Simulation experiment
The effect of the present invention is further explained by simulation experiments.
(1) Simulation conditions
And carrying out registration simulation analysis by utilizing the measured data of the SAR images and the visible light images, and comparing the measured data with the simulation result of the traditional SIFT algorithm. The simulation parameters are shown in table 1:
TABLE 1 registration data specific information
Fig. 5(a) is a registration connection line diagram of the SAR image and the visible light image in the experimental data 1, and it can be seen that under the condition that the scenes of the two images are complex and the SAR image is interfered by noise, the number of the matched homonymous points is large.

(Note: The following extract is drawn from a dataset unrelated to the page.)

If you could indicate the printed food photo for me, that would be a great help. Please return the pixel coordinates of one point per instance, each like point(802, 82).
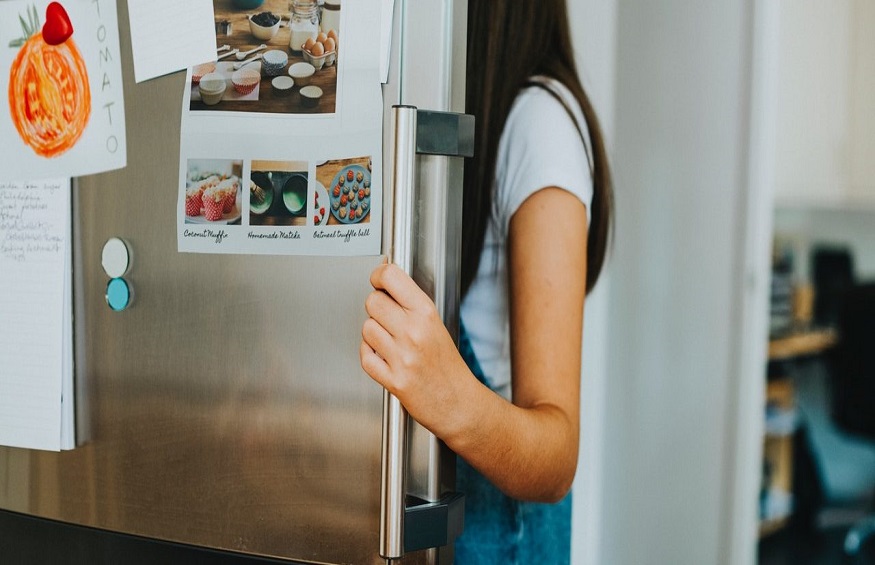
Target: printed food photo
point(275, 56)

Fig. 5(b) and 5(c) are respectively a fusion map and a checkerboard mosaic obtained based on the registration result, and it can be seen that the registration accuracy is high through the fusion map and the checkerboard mosaic.
Fig. 6(a) is a registration connection line diagram of the SAR image and the visible light image in the experimental data 2, and it can be seen that the number of matched homonymous points is large under the condition that the two images have gray level difference and radiation difference. Fig. 6(b) and 6(c) are respectively a fusion map and a checkerboard mosaic obtained based on the registration result, and it can be seen that the registration accuracy is high through the fusion map and the checkerboard mosaic.
Fig. 7(a) is a registration connection line graph of the SAR image and the visible light image in the experimental data 3, and it can be seen that the number of the matched homonymous points is large under the condition that the imaging quality of the SAR image is poor and the two images have radiation difference. Fig. 7(b) and 7(c) are respectively a fusion map and a checkerboard mosaic obtained based on the registration result, and it can be seen that the registration accuracy is high through the fusion map and the checkerboard mosaic.
The method can realize accurate registration of heterogeneous images with large radiation difference, poor imaging quality, large gray level difference and complex scene, because the phase consistency of the images has strong robustness on the radiation difference, illumination change and gray level difference among the images. The method has the advantages that the method is high in stability of feature detection and feature description based on the phase consistency of the image, so that similar information between the same-name points can be extracted more easily, the accuracy of a registration result is improved to a great extent, and a more accurate registration result is obtained.
Although the present invention has been described in detail in this specification with reference to specific embodiments and illustrative embodiments, it will be apparent to those skilled in the art that modifications and improvements can be made thereto based on the present invention. Accordingly, such modifications and improvements are intended to be within the scope of the invention as claimed.